Why we need the welfare state
The welfare state, a broad concept encompassing public education, social security, Medicare, Medicaid, etc..., is needed because the market cannot ensure the universal provision of a good or service and cannot function efficiently unless 4 assumptions, called the "standard assumptions," hold.
Fascism, Anti-Fascism, and the Welfare State part 1
Whenever the fascists came to power in Europe, they banned the work of the Austrian economists. The reason: the Austrians wrote as vehemently against "right-wing" central planning as against old-fashioned left-wing socialism. While many are alert to the dangers of socialism, far fewer know of the danger of fascism, which might be defined as economic regimentation toward monopolized state capitalism. The word fascism is so often used as a swear word that we might sometimes forget that it really did exist as a system of political economy, and it continues to exist as a policy tendency. Like socialism, it took on different forms in different countries. Its spirit continues to exert a huge influence on the organization of economic life today. As in the 1930s, it is assumed that the economy must be managed by the either the right or the left: socialism or fascism is our choice. Just as important, fascist-style thinking has experienced resurgence. One is just as likely today to find critics of the market economy on the right as on the left. Whereas the left wants to wreck the free market for the sake of equality and fairness, the right wants central planning for war, cultural renewal, and national pride. Both choices come at the expense of liberty. Once again, it seems that the Austrians alone offer a consistent alternative to the newly fashionable system of economic control. (From the Mises Institute, Auburn, Alabama)

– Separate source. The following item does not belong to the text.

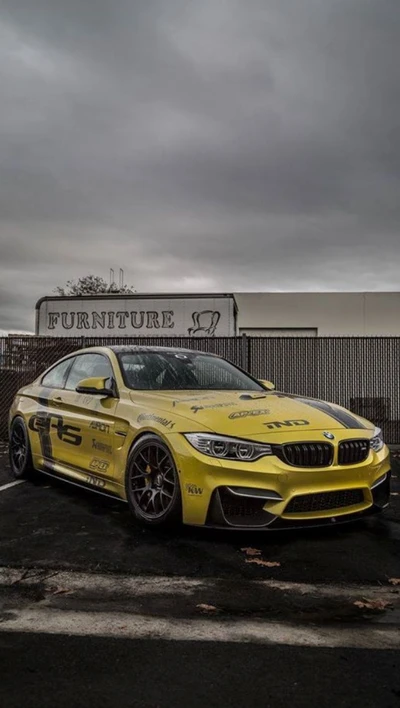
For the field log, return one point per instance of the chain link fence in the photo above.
(359, 373)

Corporatism and Reforming the Welfare State
Hi this one is a bit longer, but I think the info is worth the watch, let me know what you think! This takes on from this video on Distribution of Wealth: http://uk.youtube.com/watch?v=327u-6wYMto Which follows this video on Economic Growth: http://uk.youtube.com/watch?v=XaA9T_8G-P4 Michael Parenti - Welfare for the Welfare: http://uk.youtube.com/watch?v=jcTYoxLXQiQ Please buy my favourite ever book on politics, "It doesn't have to be like this" - you can get it for a penny plus postage used and new on amazon: http://www.amazon.co.uk/gp/offer-listing/1854250337/ref=dp_olp_2?ie=UTF8&qid=1210498939&sr=8-3 Thanks to everyone who rated this video so quickly!
Niskanen's Model of Bureaucracy
A bit of a public finance/welfare economics type video, on bureaucracy and inefficiency.